Textbooks and the internet are not actually of much use, as well, when most of the knowledge for how they actually go together is tribal-knowledge among university professors, and never gets written down for non-student self-studiers.
I’m not convinced that “free at point of use” is a useful concept—it’s more useful to figure out when and where costs are snuck in, and then decide if the price is worth it and if the right people are paying for it.
In terms of self learning, that hasn’t been my experience as an autodidact. A course catalog and a good textbook are more than enough to provide context for learning, with google filling in the gaps.
Go ahead and object that “nothing is really free”, but “free at point of use”, once we’re being specific, is useful.
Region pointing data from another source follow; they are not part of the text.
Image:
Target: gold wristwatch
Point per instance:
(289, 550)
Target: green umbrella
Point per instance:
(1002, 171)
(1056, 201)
It means, “This service is accessible without paying up-front, because the costs are being paid elsewhere.” Of course there are still costs to be paid, but there are a couple of whole fields of study devoted to finding the most socially desirable ways of paying them.
So for instance, we have reason to believe that if, on top of the existing journal-subscription-and-paywall system, we added additional up-front fees for reading academic research papers, this would raise the costs of scientific research, in terms of dollars and labor-hours spent to obtain the outputs we care about.
Also, please, not every LW comment necessitates conceptual nitpicking. If I start with “academia publishes a lot of useful research which can be obtained and read for free by people who know how to do literature searches”, please do not respond with, “Well what is free anyway? Shouldn’t we digress into the entire field of welfare economics?”
Upvoted for the last paragraph.
Fair point.
It wasn’t a “gotcha, you’re technically wrong” comment. It was central to the point we’re arguing, which is that academia is a net benefit. If the comment was meant in a tongue in cheek “I’m not actually making a real argument for academia, just saying something silly” way, it wasn’t clear to me.
If you were actually advancing an argument that academia is useful because it publishes research, you need to prove that the research does enough good to justify the costs it extracts from it’s students. It is a meta point, but it’s not an irrelevant nitpick—it’s central to you’re argument.
Ok, there’s a confusion here I feel a need to correct: research is almost entirely not funded by students. Teaching is funded by students. Administration is (gratuitously and copiously, beyond anything necessary) funded by students. Teaching and administration are also often funded by endowments and state block grants. Research is (by and large) funded by research grants, and in fact, the level of research output required to justify each dollar of grant has gone solidly up.
The word textbook implies an adademic publisher.
Well, if you’re including “anyone who sells things to schools” in academia- then yes, my argument doesn’t really make much sense.
But, for the sake of steel-manning, let’s pretend that instead of meaning that, I meant academia as the broad collection of things typically associated with it—formal schooling, tenure, teachers, students, classes, etc. Even if you include textbooks as a NARROW part of academia, the point is that you can forgo all that other stuff and JUST take the textbooks, and still be told basically the same things.